There are a few mistakes in the book. Mann seems unaware of the diversity of American worms. And he writes that tuberculosis did not exist in America before Columbus - it did. But his discussion of these issues is of minor importance and hardly a distraction.

In contrast, one of Mann’s strengths is his thoroughness. His footnotes and endnotes (yes, he uses both, and to surprisingly good effect) are full of fascinating tidbits. We learn that Ireland may have known about the New World before Columbus and that the Chinese used scale insects to make a low-quality wax for candles. This is a book that will reward student and scholar alike.

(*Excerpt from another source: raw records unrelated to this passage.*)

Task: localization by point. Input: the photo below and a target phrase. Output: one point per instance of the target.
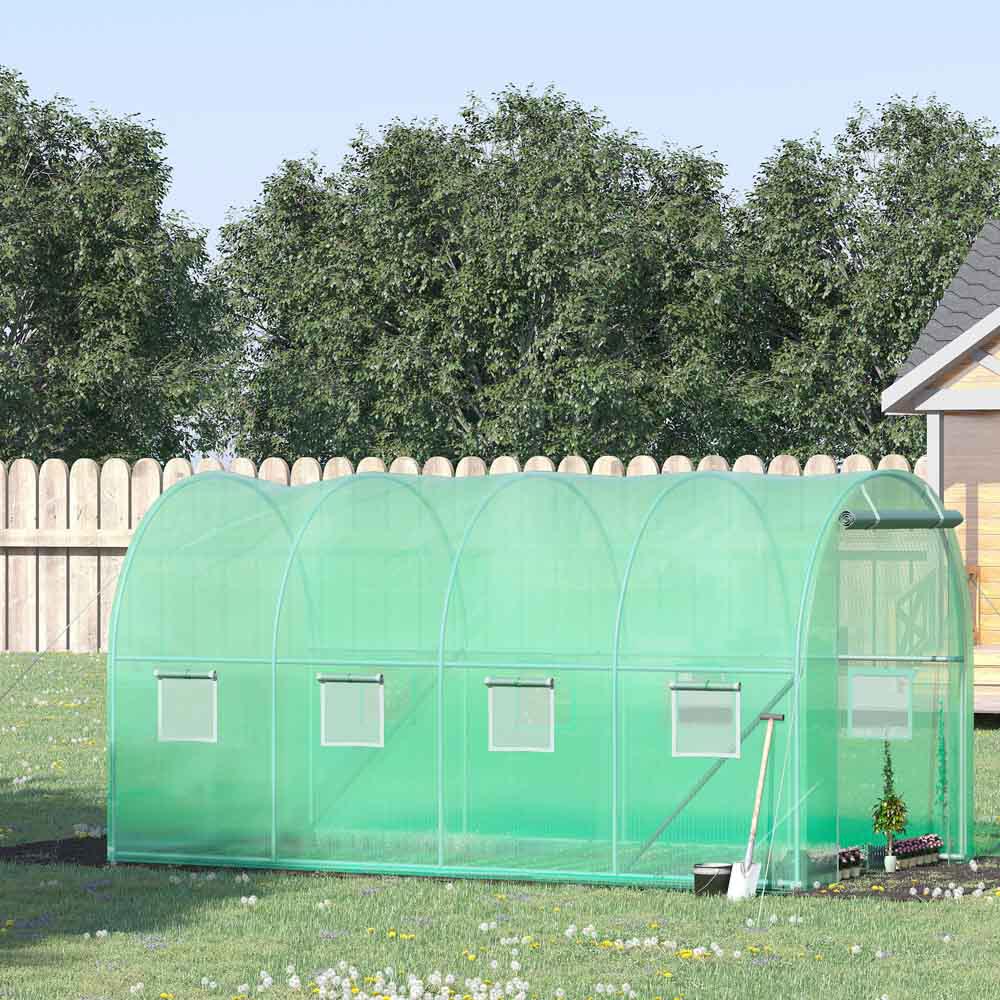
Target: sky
(237, 87)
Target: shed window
(352, 711)
(706, 721)
(522, 715)
(187, 708)
(880, 704)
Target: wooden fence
(64, 531)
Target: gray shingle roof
(974, 292)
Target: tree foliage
(848, 249)
(106, 323)
(527, 280)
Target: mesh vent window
(522, 718)
(706, 723)
(880, 705)
(352, 713)
(187, 709)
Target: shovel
(745, 874)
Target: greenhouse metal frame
(538, 675)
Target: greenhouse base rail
(684, 882)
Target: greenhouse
(538, 675)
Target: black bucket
(712, 879)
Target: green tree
(847, 250)
(889, 815)
(108, 336)
(527, 280)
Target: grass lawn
(169, 930)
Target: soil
(943, 876)
(92, 852)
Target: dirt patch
(944, 878)
(89, 851)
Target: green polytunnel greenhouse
(536, 675)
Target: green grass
(168, 930)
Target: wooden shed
(952, 376)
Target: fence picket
(274, 470)
(243, 467)
(84, 578)
(438, 466)
(305, 471)
(114, 514)
(405, 466)
(820, 465)
(608, 465)
(677, 464)
(857, 463)
(470, 465)
(174, 471)
(22, 564)
(784, 465)
(749, 463)
(643, 465)
(147, 484)
(503, 465)
(53, 564)
(338, 467)
(3, 557)
(894, 462)
(575, 464)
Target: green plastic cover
(493, 676)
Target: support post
(935, 453)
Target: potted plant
(889, 814)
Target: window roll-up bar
(548, 682)
(870, 519)
(161, 675)
(350, 678)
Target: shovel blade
(743, 881)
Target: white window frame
(866, 733)
(212, 676)
(377, 679)
(733, 689)
(501, 682)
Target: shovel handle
(760, 788)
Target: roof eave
(903, 396)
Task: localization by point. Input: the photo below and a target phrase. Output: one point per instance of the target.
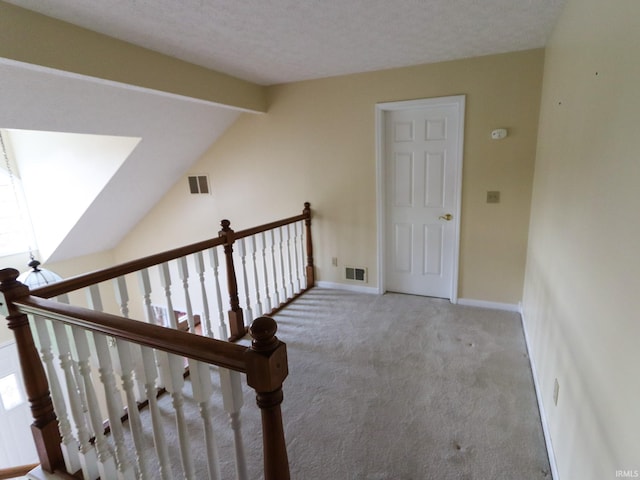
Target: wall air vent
(199, 184)
(359, 274)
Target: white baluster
(145, 287)
(200, 376)
(106, 464)
(122, 297)
(126, 361)
(69, 445)
(149, 377)
(290, 257)
(248, 312)
(267, 297)
(206, 317)
(112, 394)
(165, 281)
(87, 453)
(222, 326)
(256, 283)
(301, 270)
(183, 273)
(114, 406)
(276, 301)
(231, 386)
(281, 247)
(174, 384)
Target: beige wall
(317, 144)
(33, 38)
(582, 270)
(65, 269)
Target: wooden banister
(265, 363)
(15, 472)
(45, 425)
(311, 281)
(236, 317)
(85, 280)
(198, 347)
(267, 369)
(268, 226)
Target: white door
(422, 156)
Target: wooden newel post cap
(263, 331)
(8, 275)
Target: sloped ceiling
(278, 41)
(266, 42)
(174, 132)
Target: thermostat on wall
(499, 133)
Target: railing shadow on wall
(95, 350)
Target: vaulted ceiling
(264, 42)
(278, 41)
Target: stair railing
(70, 407)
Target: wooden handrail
(14, 472)
(269, 226)
(87, 279)
(84, 280)
(198, 347)
(264, 363)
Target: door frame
(380, 112)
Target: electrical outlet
(493, 197)
(356, 273)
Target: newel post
(266, 370)
(307, 223)
(236, 317)
(45, 425)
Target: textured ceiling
(278, 41)
(40, 99)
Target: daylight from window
(16, 235)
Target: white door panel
(422, 163)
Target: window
(15, 228)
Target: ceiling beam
(30, 37)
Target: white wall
(583, 265)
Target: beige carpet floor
(397, 387)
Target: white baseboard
(348, 287)
(543, 415)
(470, 302)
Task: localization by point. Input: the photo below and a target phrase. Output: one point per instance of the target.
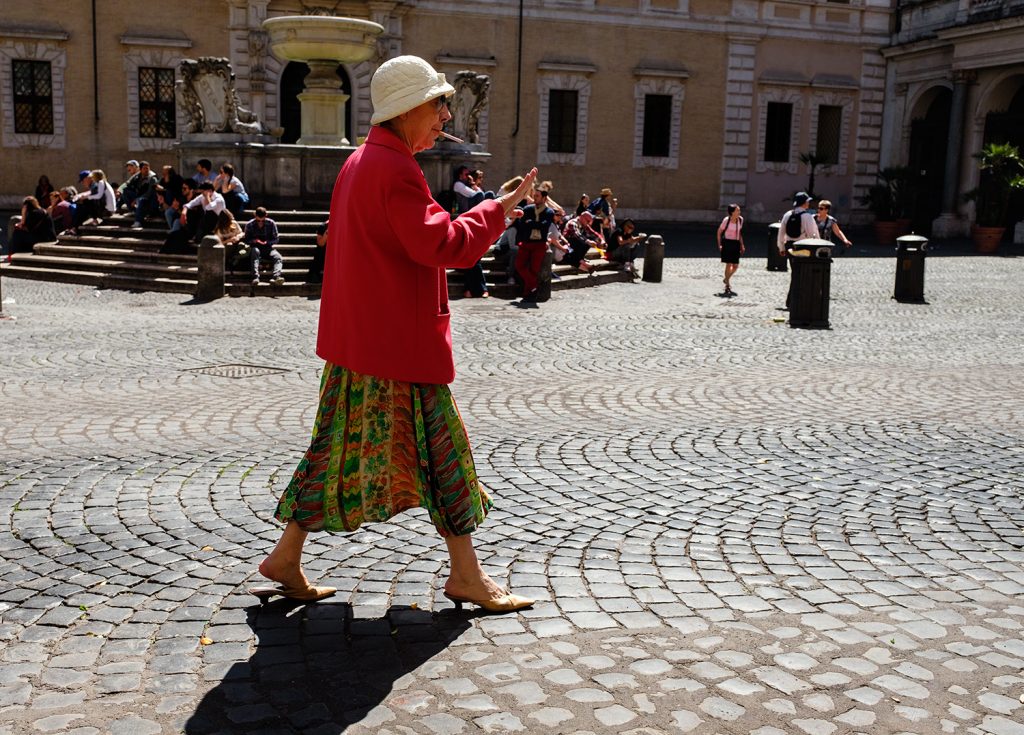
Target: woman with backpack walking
(730, 245)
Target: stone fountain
(323, 42)
(275, 174)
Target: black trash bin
(811, 263)
(776, 261)
(910, 251)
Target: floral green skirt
(382, 446)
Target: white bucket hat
(402, 83)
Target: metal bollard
(776, 261)
(544, 277)
(910, 253)
(653, 259)
(810, 284)
(211, 269)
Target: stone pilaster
(866, 159)
(738, 103)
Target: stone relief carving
(206, 92)
(468, 103)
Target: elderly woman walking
(388, 435)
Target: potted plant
(1001, 172)
(887, 200)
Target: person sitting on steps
(261, 236)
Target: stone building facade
(681, 106)
(954, 82)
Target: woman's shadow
(318, 668)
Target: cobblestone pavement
(731, 526)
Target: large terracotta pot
(886, 231)
(986, 240)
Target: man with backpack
(797, 224)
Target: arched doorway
(290, 86)
(929, 135)
(1007, 126)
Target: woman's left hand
(509, 201)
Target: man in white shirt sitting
(199, 217)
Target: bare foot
(481, 588)
(289, 575)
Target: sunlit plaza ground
(730, 525)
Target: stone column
(739, 102)
(323, 105)
(948, 223)
(210, 284)
(867, 160)
(259, 47)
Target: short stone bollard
(544, 277)
(653, 258)
(211, 269)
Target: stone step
(114, 255)
(96, 265)
(99, 252)
(98, 279)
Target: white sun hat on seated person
(402, 83)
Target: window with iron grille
(156, 102)
(562, 105)
(33, 96)
(829, 131)
(656, 125)
(778, 126)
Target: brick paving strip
(730, 526)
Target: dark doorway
(928, 161)
(1008, 127)
(292, 82)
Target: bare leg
(467, 578)
(284, 565)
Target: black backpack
(794, 227)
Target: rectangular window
(829, 130)
(777, 127)
(33, 96)
(562, 104)
(656, 125)
(156, 102)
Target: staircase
(113, 255)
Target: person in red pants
(531, 234)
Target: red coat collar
(383, 136)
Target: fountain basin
(305, 38)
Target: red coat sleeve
(429, 235)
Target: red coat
(384, 309)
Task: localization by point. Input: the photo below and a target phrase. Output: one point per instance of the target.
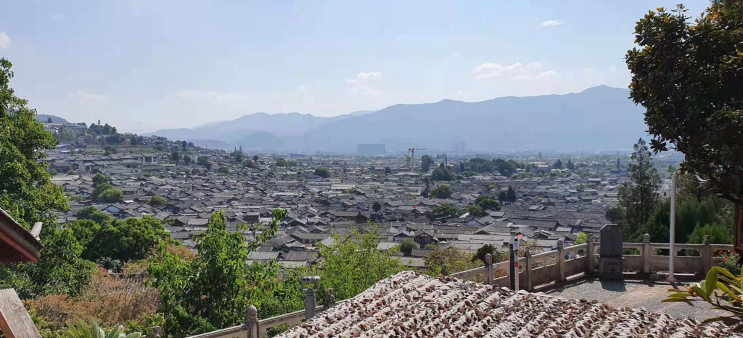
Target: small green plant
(83, 329)
(721, 288)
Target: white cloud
(5, 40)
(88, 96)
(212, 96)
(517, 71)
(551, 23)
(361, 84)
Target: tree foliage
(558, 164)
(637, 200)
(207, 292)
(445, 210)
(426, 162)
(26, 191)
(156, 200)
(442, 174)
(322, 172)
(450, 259)
(354, 263)
(407, 246)
(688, 78)
(483, 251)
(475, 210)
(487, 202)
(442, 191)
(511, 195)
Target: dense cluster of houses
(547, 209)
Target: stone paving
(636, 294)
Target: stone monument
(610, 252)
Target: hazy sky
(143, 65)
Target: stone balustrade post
(329, 299)
(561, 262)
(590, 255)
(707, 261)
(489, 268)
(253, 322)
(527, 270)
(646, 255)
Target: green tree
(581, 238)
(445, 210)
(475, 210)
(354, 263)
(156, 200)
(511, 195)
(322, 172)
(103, 191)
(210, 291)
(26, 191)
(487, 202)
(125, 240)
(108, 150)
(450, 259)
(442, 191)
(407, 246)
(96, 216)
(687, 77)
(638, 199)
(60, 269)
(558, 164)
(110, 195)
(67, 135)
(376, 206)
(426, 162)
(483, 251)
(442, 174)
(718, 234)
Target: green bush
(83, 329)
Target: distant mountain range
(45, 118)
(598, 118)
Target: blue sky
(143, 65)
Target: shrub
(107, 299)
(442, 191)
(322, 172)
(408, 245)
(82, 329)
(157, 200)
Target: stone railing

Yet, in spite of a very worthy effort, Mann does not tell us what we really want to know: about what we should do with this predicament that globalization has left us in. I don’t think that this is a political convenience. Mann both annoys and encourages environmental as well as business interests. He is eminently fair and describes the world as he sees it. But are we better armed to face the troubling future? I don’t think so.

Certainly we are better informed, and if this is all that Mann set out to do then he was successful. But this is a shame, nonetheless. If we can’t get a prescription from an objective and credible observer like Mann, than one wonders what real solutions we’ll ever find at all.

Do we continue, as is, with our quarantines? What is the correct role of international trade? Do global values trump other, more regional, belief systems? What does a fair comparison between global and local cultures tell us? Is globalization going to change (or is it even possible) with limited and dwindling per capita resources?

It’s difficult to know. We live in challenging times – when the world in turn lies open before us and intrudes itself upon us. Wise decisions are needed even as they are hard to find. My own suggestion is a simple one: hope for the best but plan for the worst. I mean that local communities should become more sustainable. It’s important that we get over our destructive prejudices and love all of God’s children. And it’s nice to say that we either sink or swim together. But the truth is that the earth is a planet not a boat. How do we save our earth when we neglect our own neighborhoods? We can start improving the world by loving our neighbors and our own human habitats. I think if you read 1493 you’ll agree with me.


Samway’s article Translocating Faunas to Foreign Lands: Here comes the Homogenocene was published (1999) in the Journal of Insect Conservation 3(2):65-66.